[
Lists Home |
Date Index |
Thread Index
]
> From: Amelia A Lewis [mailto:amyzing@talsever.com]
> Sent: Saturday, August 03, 2002 11:00 PM
> To: Uche Ogbuji
> Cc: xml-dev@lists.xml.org
> Subject: Re: [xml-dev] Re: URIs, concrete (was Re: [xml-dev] Un-ask the
> question)
>
>
> I'm going to be an irritating little git, Uche. Sorry.
>
> On Sat, 2002-08-03 at 15:30, Uche Ogbuji wrote:
> > [Amy wrote:]
> > > Sorry, do we have any escaping rules? I don't recall seeing such a
> > > thing in the Namespaces rec (I'm not considering the anyURI
> type in W3C
> > > XML Schema; does that have escaping rules? Or interesting rules for
> > > comparison? *sigh* Guess I'll go look ...).
> >
> > Yes we do. For example:
> >
> > http://bête.com
> >
> > Is an invalid URI, and thus an invalid namespace name. It must
> be escaped to
> >
> > http://b%eate.com
> >
> > One thing I don't know is how this URI restriction interacts
> with the recent
> > opening up of DNS to i18n.
>
> I can't actually find a justification for this. It isn't in the
> Namespaces recommendation, which is fairly silent on what a URI is.
And that's A Good Thing.
> Instead, the recommendation points at RFC 2396. Section 2 of RFC 2396
> discusses representations of URIs, and the generalized escape mechanism.
Yes.
> It is important to note, however, that the RFC delegates *all* authority
> over which characters are reserved for which components to the component
> ... that is, to the URI registration specification subsection dealing
> with that particular part of that particular URI scheme.
I disagree. Section 2:
<quote>
URI consist of a restricted set of characters, primarily chosen to aid
transcribability and usability both in computer systems and in non-computer
communications. Characters used conventionally as delimiters around URI were
excluded.
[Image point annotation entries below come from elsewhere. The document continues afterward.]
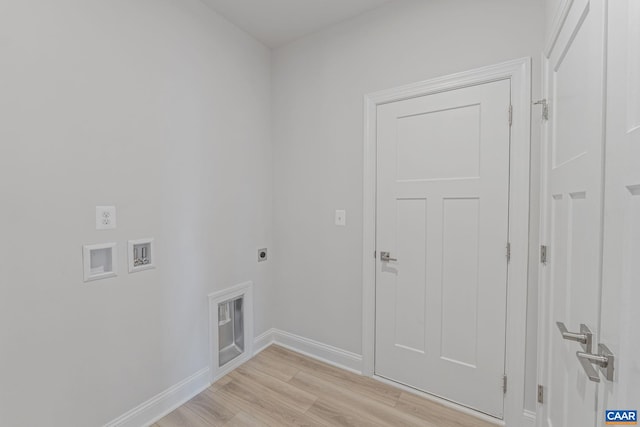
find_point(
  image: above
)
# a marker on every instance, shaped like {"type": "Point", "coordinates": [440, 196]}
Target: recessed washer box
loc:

The restricted set of characters consists of digits, letters, and
a few graphic symbols were chosen from those common to most of the character
encodings and input facilities available to Internet users.
uric = reserved | unreserved | escaped
Within a URI, characters are either used as delimiters, or to represent
strings of data (octets) within the delimited portions. Octets are either
represented directly by a character (using the US-ASCII character for that
octet [ASCII]) or by an escape encoding. This representation is elaborated
below.
</quote>
So a URI by definition consists only of US-ASCII characters. Independantly
of the scheme.
> Or in other, other words, you may well have a requirement that URIs be
> legal and valid, per the scheme's constraints, before it is transformed
> into a namespace name. Once it has been so transformed, it is not
> possible to unescape it. Since the escape mechanism happens before a
> namespace name can be used, and there is no valid unescape mechanism,
> then it does not make sense to speak of an escape mechanism. What you
> have, instead, is just a string of characters. This string should
> follow the rules to create a valid URI in some scheme, encoded for
> computer-based transmission, but it doesn't matter, because the
> namespace recommendation says you can't modify it, or interpret it, in
> any useful fashion.
>
> Note that your example, above, is an invalid URI for computer
> transmission, but would be allowed, pretty explicitly, by RFC 2396. So
Nope. There's no distrinction between a "URI" and a "URI for computer
transmission". There is no such thing as a "unescaped" URI. After unescaping
URI-reserved characters, it stops being a URI.
> blame the mess on TimBL, maybe. But it seems fairly clear that there is
> no two-way activity happening. If you get something that contains
> %61%6d%79, you are *not* allowed to read it as 'amy'. The namespaces
> recommendation gives you no permission to unescape the encoded
> characters.
Indeed.
Julian
|